W ten sposób knebluje się usta tym, którzy nie popierają „cywilizacji śmierci” propagującej aborcję na życzenie. Pogląd, że aborcja to po prostu zabicie dziecka, jest poglądem jak najbardziej racjonalnym, zgodnym z danymi naukowymi. Zresztą wystarczy popatrzeć na zdjęcia płodu ludzkiego, aby dojść do wniosku, że nie mamy do czynienia z nieokreśloną rzeczą, lecz z istotą ludzką. Można też zobaczyć zdjęcia porozrywanych płodów po aborcji. Płód ludzki pod koniec trzeciego miesiąca jest dobrze rozwiniętym małym człowiekiem, wrażliwym i odczuwającym, mającym 10 cm wzrostu. tego malca podczas tzw. aborcji miażdży się i rozszarpuje na kawałki bez żadnego znieczulenia.
Są jednak tacy, którzy z jakichś powodów uważają, że płód to nie dziecko i że można go usunąć i wyrzucić. Kazimiera Szczuka twierdzi na przykład, że status płodu „w jakimś sensie jest tajemniczy i ta tajemniczość, jako niezapisane pole znaczeń, zostawia miejsce dla wszelkich projekcji, zmyśleń, przeczuć...”. Ja tego rodzaju poglądy uważam nie tylko za wyjątkową bzdurę, ale przede wszystkim za ideologię, która doprowadziła do holokaustu milionów nienarodzonych – bo porozrywane płody ludzkie spalane w piecach to przecież holocaust. Ale oto Szczuka i jej podobni, przy pomocy sądów, wmawiają ludziom, że oni są dobrzy, miłosierni, a językiem nienawiści posługuje się Kościół nazywający aborcję zabójstwem.

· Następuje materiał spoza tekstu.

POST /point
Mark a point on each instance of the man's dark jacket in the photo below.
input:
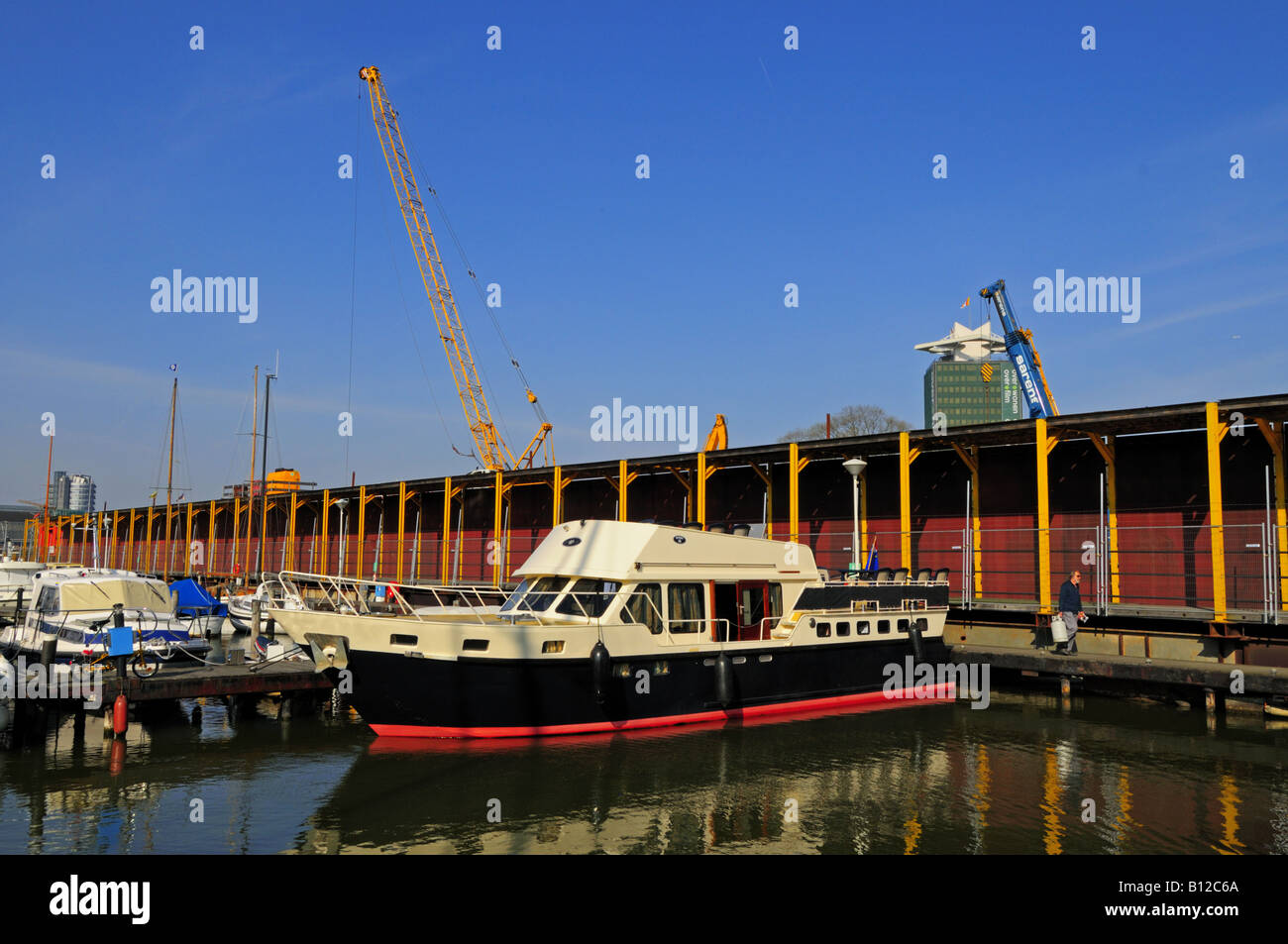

Czarne jest białe, a białe jest czarne...
Niestety, na tę manipulację daje się nabierać wielu katolików. Kościół powinien głosić miłosierdzie – mówią – a nie obrażać biednych ludzi. Wychodzi na to, że Kościół nie może –tak jak Mistrz z Nazaretu – nazywać rzeczy po imieniu, ale powinien ograniczać się do haseł: wszyscy są dobrzy i piękni, kochajmy się! Czyżby w „nowym” społeczeństwie katolikom o ważnych rzeczach zezwalano mówić jedynie w zaciszu czterech ścian, a publicznie mogliby co najwyżej stawać w obronie wymierających wielorybów oraz walczyć przy Obamie z globalnym ociepleniem? Kościołowi w tej sytuacji zostałaby „mowa-trawa”, bo wszelka niewygodna dla kogoś prawda zostałaby okrzyknięta „mową nienawiści”.
Kiedy spotykam kobietę, która z bólem opowiada, że dokonała aborcji, to staram się być bardzo delikatny. Kiedy jednak mamy do czynienia ze zorganizowaną grupą ideologów-aborcjonistów, którzy, przy pomocy mediów i sądów, karmią ludzi kłamstwami, to można, a nawet trzeba, używać jasnych, dosadnych słów. Trzeba mówić: tak-tak, nie-nie.